The new people in his changing neighborhood seemed to like nostalgia, he noticed. The old-school stuff. Just like they liked the new, vinyl hardwood floors he’d just put in — which he fancies afford a little Old World touch.
Mike spends a lot of time thinking about the new people in the neighborhood, because the old people in the neighborhood keep moving or dying (10 long-time customers have passed in the last six months alone, Mike said).
Those who are still around call themselves the leftovers.
Like Johnny Dings, who runs the deli’s celebrity death pool and stopped to recount the latest affront to his existence: a hipster type at the local Acme who falsely accused Dings of cutting in line. Dings assured him that, had it been 1986, he would have been rewarded with a Johnny Dings’ haymaker.
“I’ve been in this zip code 47 years," he shouted, "and I’m the leftover?”
In this way, Mike has become something of an East Passyunk anthropologist. Keeping a possibly 100-year-old Italian corner deli in business these days means keeping up with the strange new habits of millennials. (“That term ‘millennial?’ You don’t know what that’s all about until you actually stop and talk to someone,” he told me, cryptically.)
Anyway, the photo. It’s a grainy shot of old man Giambri, the deli’s first owner, his wife, and their oldest son, standing proudly behind the counter. The shelves are stocked to bursting, their goods lined up so beautifully. A group of customers poses in the corner. But the photo is a tease — when you lean in close, the faces blur. (“Because of the pixels,” said Mike, who printed it from a text from the surviving Giambris. “I couldn’t do nothing with the pixels.”)
So Mike stopped staring at the photo and picked up the phone, dialing the granddaughter of the store’s second owner, Nick Giambri — second son of Filippo. She had stopped in with her mother and grandmother three years ago, and marveled that the old family deli was still going. Tears were shed. But no one ever got down to history.
Then last week, Mike waved me over as I picked up my regular ration of chicken cutlets.
“I think we may be turning 100,” he said.
So I made some calls of my own.
On the phone from Manhattan, Phillip Giambri, Filippo’s grandson, told me about his namesake, who’d emigrated from Caccamo, Sicily, in 1905. Serious and reserved, with a bushy head of black hair and a trim mustache, he married Salvatora Zagone from his hometown. Dora, as she was known, was a free spirit with a taste for the finer things who loved to sing and dance.

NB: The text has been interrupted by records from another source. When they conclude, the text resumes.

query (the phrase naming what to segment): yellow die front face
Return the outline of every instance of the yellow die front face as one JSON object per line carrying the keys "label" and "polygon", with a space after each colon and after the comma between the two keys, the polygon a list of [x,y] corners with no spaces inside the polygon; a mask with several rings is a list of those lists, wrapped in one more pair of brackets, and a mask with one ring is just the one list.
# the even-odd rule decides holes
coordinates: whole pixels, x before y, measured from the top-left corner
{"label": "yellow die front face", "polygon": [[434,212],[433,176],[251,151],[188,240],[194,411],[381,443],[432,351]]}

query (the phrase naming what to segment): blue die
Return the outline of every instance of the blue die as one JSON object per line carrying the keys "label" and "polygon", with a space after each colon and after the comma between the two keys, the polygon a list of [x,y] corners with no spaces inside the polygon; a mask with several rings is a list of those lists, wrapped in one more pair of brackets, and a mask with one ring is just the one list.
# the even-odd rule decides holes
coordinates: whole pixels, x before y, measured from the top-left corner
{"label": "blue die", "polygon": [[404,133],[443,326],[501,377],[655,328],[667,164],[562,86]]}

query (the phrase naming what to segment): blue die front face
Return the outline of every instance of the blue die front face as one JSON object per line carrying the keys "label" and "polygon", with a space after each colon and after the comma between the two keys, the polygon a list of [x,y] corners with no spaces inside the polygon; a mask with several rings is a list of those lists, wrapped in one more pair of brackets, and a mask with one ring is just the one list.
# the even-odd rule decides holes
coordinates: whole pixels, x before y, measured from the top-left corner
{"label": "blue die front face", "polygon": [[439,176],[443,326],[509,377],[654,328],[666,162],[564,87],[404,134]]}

Filippo was a respected figure on Mifflin, known to offer a helping hand, whether it be the wooden produce crates he left out for neighbors to use for firewood during the Depression, or rides to the hospital or downtown in his ’39 Plymouth, one of the only cars on the block. The couple raised three kids upstairs.
Phillip remembers the overwhelmingly beautiful aroma of his grandparents’ shop — barrels of olives from Sicily brimming with brine. Rows of hanging figs. Provolones in the basement, leaking oil. And how, when his grandfather retired, he said simply, “I have been standing my whole life.” Nick worked it until the Acme moved in. He sold it to Nino and Flavia Carabello, who carried it through the early years of the population drop.
Mike and Matt have carried on the legacy of their deli. In the tradition of Filippo and Nick and Nino, Mike shovels out neighbors’ cars, makes deliveries for the old-timers, does odd jobs, picks neighbors up when they fall on the sidewalk.
Mike and Matt may gripe about being the leftovers, but they welcome newbies like me.
People come for the lunch meat, Mike puts it, but also for the show.
“If there’s not something going on, it’s not a good day in here," he said.
While they dream up ways to make their store more “authentic,” what’s great about the place is that Mike and Matt already are as authentic as you can get.
By the way, the Giambris delivered some news: The store opened in 1919.
No schemes necessary: Happy 100th, fellas.